Par François Bikoro, journaliste

Il répond depuis le début au mythique nom, que lui a donné l’opinion publique, de l’affaire Albatros. Le 22 septembre dernier il a connu, grâce à la célérité et la dextérité retrouvées de notre justice, un nouvel épilogue. Et pas des moindres. Mais déjà, depuis qu’à l’issue d’une déclaration de culpabilité d’une concision inouïe qui aura duré près d’une journée et une nuit, le verdict est tombé comme un couperet. Cependant que Marafa Hamidou Yaya se déclarait «déçu mais pas vaincu» et que son compère de fortune Yves Michel Fotso acceptait stoïquement de «porter sa croix», la polémique enfle. Du fait des médias qui le weekend dernier ouvrent la boite à pandore pour se justifier de la polémique inutile sur quotité de la peine de privation de liberté, que des avocats de ces derniers insistant sur un pseudo caractère politique. Tant du procès que de la sentence. Chacun de ces six mois presque, écoulés depuis l’interpellation de Marafa Hamidou Yaya, Inoni Ephraïm, à la suite d’Yves Michel Fotso, aura apporté aux citoyens, abasourdis et proches de la révolte ou de la révolution, un ou plusieurs questionnements.

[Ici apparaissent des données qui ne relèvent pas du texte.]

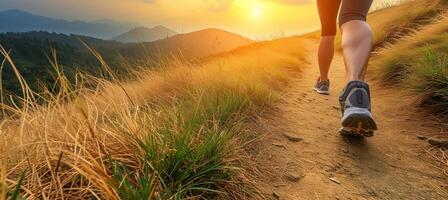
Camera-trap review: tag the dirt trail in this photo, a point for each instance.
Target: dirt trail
(391, 165)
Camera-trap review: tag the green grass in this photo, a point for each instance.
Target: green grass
(178, 131)
(419, 63)
(184, 155)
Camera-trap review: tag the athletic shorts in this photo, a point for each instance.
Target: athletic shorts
(349, 10)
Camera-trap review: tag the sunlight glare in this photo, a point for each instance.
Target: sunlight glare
(257, 11)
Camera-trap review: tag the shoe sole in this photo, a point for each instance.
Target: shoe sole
(358, 122)
(321, 92)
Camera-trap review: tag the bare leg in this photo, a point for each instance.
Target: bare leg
(356, 45)
(325, 55)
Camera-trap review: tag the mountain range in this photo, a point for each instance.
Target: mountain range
(21, 21)
(143, 34)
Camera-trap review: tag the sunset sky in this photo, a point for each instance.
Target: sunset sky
(257, 19)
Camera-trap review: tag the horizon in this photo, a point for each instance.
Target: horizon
(254, 19)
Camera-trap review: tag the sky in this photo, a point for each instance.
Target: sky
(258, 19)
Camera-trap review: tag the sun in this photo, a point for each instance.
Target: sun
(256, 11)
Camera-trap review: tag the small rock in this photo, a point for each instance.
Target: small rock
(293, 177)
(422, 137)
(437, 141)
(334, 179)
(293, 137)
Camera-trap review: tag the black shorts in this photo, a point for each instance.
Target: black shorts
(350, 10)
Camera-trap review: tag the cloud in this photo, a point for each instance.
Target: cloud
(218, 5)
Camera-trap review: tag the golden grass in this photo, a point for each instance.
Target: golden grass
(394, 22)
(107, 141)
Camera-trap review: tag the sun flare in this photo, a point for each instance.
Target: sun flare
(256, 11)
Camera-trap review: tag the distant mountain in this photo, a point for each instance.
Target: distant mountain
(143, 34)
(30, 51)
(196, 44)
(21, 21)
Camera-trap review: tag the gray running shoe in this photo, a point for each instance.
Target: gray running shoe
(322, 87)
(357, 118)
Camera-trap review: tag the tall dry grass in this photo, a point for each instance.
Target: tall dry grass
(392, 23)
(177, 132)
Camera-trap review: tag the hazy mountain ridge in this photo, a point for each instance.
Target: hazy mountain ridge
(31, 50)
(21, 21)
(143, 34)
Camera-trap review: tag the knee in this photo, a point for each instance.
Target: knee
(328, 30)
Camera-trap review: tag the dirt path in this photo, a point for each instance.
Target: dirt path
(391, 165)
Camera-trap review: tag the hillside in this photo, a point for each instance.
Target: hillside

Où est l’argent, où est l’avion?
Pendant ces six derniers mois, pendant qu’on attendait que les débats au fond commencent au tribunal, les Journalistes ont développé des thèses, en soutien à une intense activité épistolaire d’un autre genre et à l’agitation médiatico-politique des avocats. Selon lesquelles, quelque soit le bout par lequel le moindre naïf d’entre nous prend la chose, la libération de Marafa Hamidou Yaya et Yves Michel Fotso, dont certaines inepties ont même surpris des négociations dans ce sens, était une évidence. Certains sont même allés jusqu’à vouloir dériver le fond et le fondement de la vérité sur la foireuse opération, pour le moins maffieuse, de l’achat d’un aéronef présidentiel confiée à trois anciens secrétaires généraux de la présidence de la République. Et dont la véritable évidence, même la plus sceptique et têtue, reconnait que 29 plus 02 millions de dollars ont été décaissés sans que le Président de notre pays ait eu à asseoir son postérieur dans un avion, à lui.

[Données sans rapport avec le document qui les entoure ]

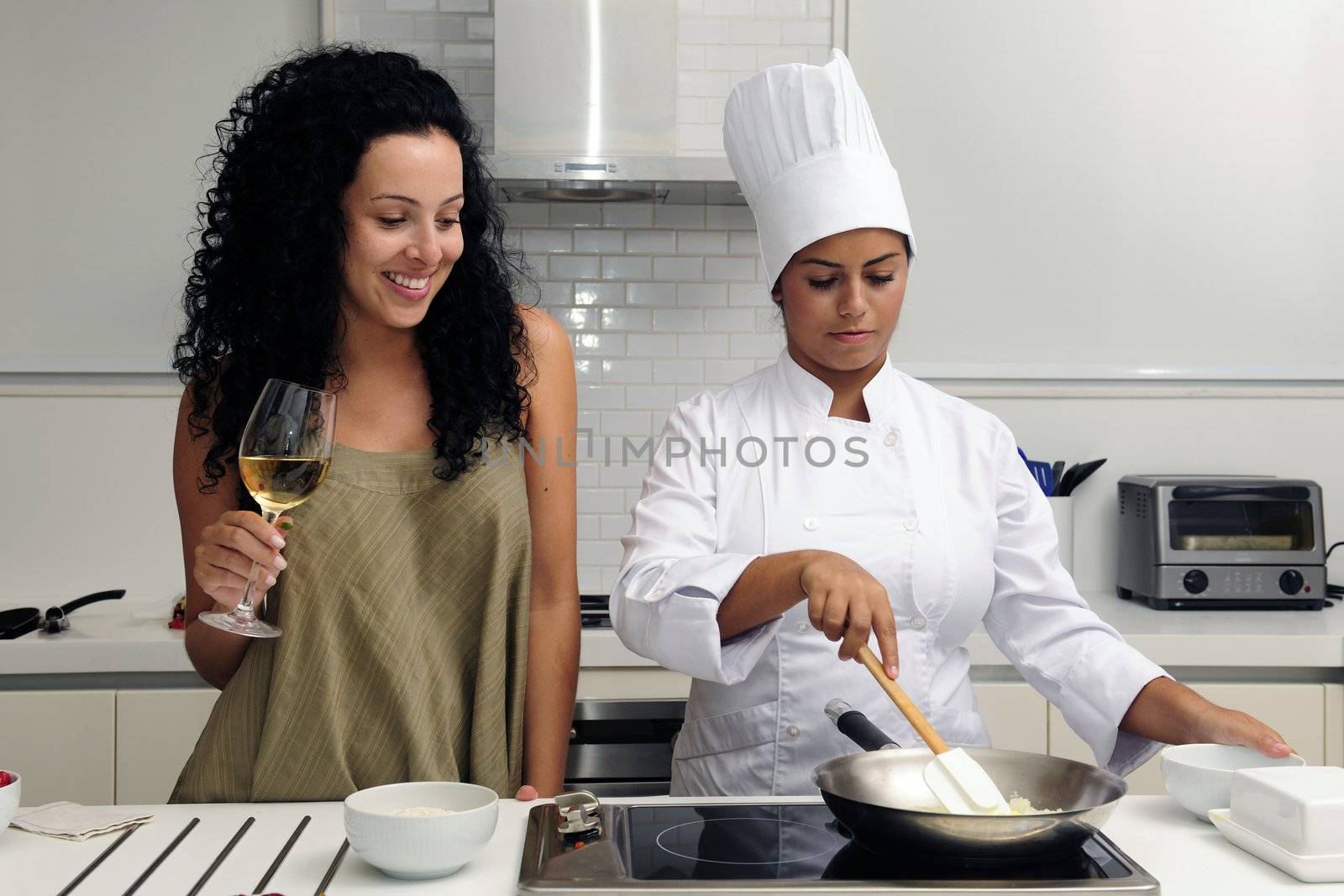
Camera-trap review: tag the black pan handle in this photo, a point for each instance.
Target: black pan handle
(857, 727)
(116, 594)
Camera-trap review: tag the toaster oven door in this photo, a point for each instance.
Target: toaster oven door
(1241, 524)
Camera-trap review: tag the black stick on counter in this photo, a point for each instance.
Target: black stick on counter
(331, 872)
(221, 857)
(275, 866)
(161, 857)
(98, 862)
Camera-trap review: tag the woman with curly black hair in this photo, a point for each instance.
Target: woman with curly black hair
(351, 244)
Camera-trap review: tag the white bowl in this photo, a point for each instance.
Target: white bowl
(1300, 810)
(1200, 777)
(10, 801)
(418, 848)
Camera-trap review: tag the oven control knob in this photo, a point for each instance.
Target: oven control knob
(1195, 580)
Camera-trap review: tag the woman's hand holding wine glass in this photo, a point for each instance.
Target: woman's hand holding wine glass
(282, 457)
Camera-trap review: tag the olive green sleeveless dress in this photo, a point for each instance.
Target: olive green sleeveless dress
(403, 654)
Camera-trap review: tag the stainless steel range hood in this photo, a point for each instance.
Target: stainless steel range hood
(586, 105)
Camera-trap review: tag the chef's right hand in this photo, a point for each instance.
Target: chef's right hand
(228, 548)
(847, 604)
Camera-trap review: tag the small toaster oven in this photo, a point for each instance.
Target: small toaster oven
(1221, 542)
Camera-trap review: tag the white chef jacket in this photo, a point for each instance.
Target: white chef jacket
(932, 499)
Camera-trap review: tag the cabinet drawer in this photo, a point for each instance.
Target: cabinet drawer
(60, 741)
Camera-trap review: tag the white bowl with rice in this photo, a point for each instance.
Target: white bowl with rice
(421, 829)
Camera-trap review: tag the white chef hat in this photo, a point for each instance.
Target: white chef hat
(808, 157)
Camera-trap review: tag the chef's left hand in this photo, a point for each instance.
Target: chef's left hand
(1222, 726)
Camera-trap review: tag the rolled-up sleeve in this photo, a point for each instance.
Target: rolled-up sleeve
(1041, 622)
(665, 600)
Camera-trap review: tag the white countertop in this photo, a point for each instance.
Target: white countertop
(1189, 857)
(132, 636)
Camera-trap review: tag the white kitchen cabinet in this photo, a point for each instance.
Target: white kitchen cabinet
(1015, 715)
(156, 732)
(60, 741)
(1296, 711)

Mais où est alors l’avion?
Marafa Hamidou Yaya, à qui le Chef de l’État a confié «l’affaire» il y a presque dix ans, a déclaré qu’il était déçu mais pas vaincu: annale pour, rassurer les nombreux citoyens aux quels les 31 millions de dollars au raient certainement résolu moult problèmes, de son innocence. Et sur tout de sa détermination à apporter un jour la vérité, sa part de vérité dans cette cabale proche d’un film Kafkaïen. Au-delà de lui conseiller de tout déballer au tribunal cette fois, et non plus dans les médias dont l’influence s’est avérée inutile dans la suite de l’affaire Albatros comme dans les autres, hier et demain, à travers un pourvoi, il demeure qu’une seule réponse arrangerait tout le monde: à la question de savoir où sont passés les 31 millions de dollars décaissés auprès de la Snh sur ordre de Michel Meva’a M’Eboutou.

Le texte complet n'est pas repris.